Diesel particulate matter-induced proteomic changes in three-dimensional spheroids derived from human primary cells of various tissue origins.

This study investigated the effects of diesel particulate matter (DPM) on multiple human organs using 3D spheroids derived from eight human primary cell types. To assess the impact of DPM, we exposed these spheroids to varying concentrations of standardized DPM (Standard Reference Material, SRM 2975) and measured their viability, followed by proteomic analysis using tandem mass tag (TMT) labeling with liquid chromatography-tandem mass spectrometry (LC-MS/MS).
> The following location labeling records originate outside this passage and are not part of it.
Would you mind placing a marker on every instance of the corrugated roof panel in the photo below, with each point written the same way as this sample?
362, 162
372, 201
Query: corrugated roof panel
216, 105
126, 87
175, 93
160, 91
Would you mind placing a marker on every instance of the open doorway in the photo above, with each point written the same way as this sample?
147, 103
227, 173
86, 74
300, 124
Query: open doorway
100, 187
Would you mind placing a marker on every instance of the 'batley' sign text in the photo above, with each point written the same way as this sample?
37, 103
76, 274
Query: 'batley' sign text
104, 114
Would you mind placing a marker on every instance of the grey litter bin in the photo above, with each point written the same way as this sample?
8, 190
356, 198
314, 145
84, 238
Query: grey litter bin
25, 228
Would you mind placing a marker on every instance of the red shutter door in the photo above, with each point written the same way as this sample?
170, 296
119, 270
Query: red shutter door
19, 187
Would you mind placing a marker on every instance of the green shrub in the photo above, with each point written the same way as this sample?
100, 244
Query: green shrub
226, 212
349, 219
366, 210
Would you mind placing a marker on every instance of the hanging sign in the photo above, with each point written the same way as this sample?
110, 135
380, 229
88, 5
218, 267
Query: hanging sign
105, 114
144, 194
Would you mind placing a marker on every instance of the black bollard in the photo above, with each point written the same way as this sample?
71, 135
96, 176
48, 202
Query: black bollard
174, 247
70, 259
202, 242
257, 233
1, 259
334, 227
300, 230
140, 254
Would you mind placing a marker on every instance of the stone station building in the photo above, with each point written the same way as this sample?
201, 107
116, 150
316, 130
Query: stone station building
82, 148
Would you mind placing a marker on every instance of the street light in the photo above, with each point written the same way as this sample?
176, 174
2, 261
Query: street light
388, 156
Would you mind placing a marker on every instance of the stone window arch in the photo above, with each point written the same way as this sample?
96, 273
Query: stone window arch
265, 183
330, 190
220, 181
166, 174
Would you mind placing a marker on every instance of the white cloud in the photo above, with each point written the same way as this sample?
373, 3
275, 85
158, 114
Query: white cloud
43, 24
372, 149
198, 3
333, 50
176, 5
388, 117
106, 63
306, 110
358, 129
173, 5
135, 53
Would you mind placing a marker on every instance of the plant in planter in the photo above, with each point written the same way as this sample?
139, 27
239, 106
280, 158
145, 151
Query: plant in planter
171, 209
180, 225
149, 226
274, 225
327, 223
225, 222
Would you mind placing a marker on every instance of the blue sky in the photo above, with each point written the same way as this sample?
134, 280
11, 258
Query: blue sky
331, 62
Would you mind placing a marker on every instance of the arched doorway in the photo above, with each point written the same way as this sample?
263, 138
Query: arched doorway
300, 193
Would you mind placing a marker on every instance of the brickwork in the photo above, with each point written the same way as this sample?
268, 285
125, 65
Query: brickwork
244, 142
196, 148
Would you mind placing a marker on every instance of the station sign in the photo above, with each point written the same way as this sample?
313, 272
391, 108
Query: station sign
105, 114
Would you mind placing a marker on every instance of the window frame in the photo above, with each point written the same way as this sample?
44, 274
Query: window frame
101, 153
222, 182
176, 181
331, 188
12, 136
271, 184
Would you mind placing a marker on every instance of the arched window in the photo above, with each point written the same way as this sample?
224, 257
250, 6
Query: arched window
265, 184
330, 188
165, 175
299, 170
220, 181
A total of 9,707 proteins were identified, with 128 proteins exhibiting statistically significant changes (P-value < 0.05) in response to DPM exposure, as determined by two-way analysis of variance (ANOVA). Among these, five proteins, including apolipoprotein A-I (APOA1), significantly increased at higher DPM concentrations, while 36 proteins, primarily ribosomal proteins, showed notable decreases even at lower DPM levels. Canonical pathway analysis revealed activation of acute phase response signaling, liver X receptor/retinoid X receptor (LXR/RXR), and farnesoid X receptor (FXR)/RXR pathways across all spheroid types. APOA1 was identified as a potential biomarker for DPM exposure, with increased expression potentially linked to disruption in protein degradation pathways. This study provides valuable insights into the systemic toxicity of DPM, highlighting key proteomic changes across different tissue types and identifying potential biomarkers that could be used to assess exposure levels and health risks related to particulate matter.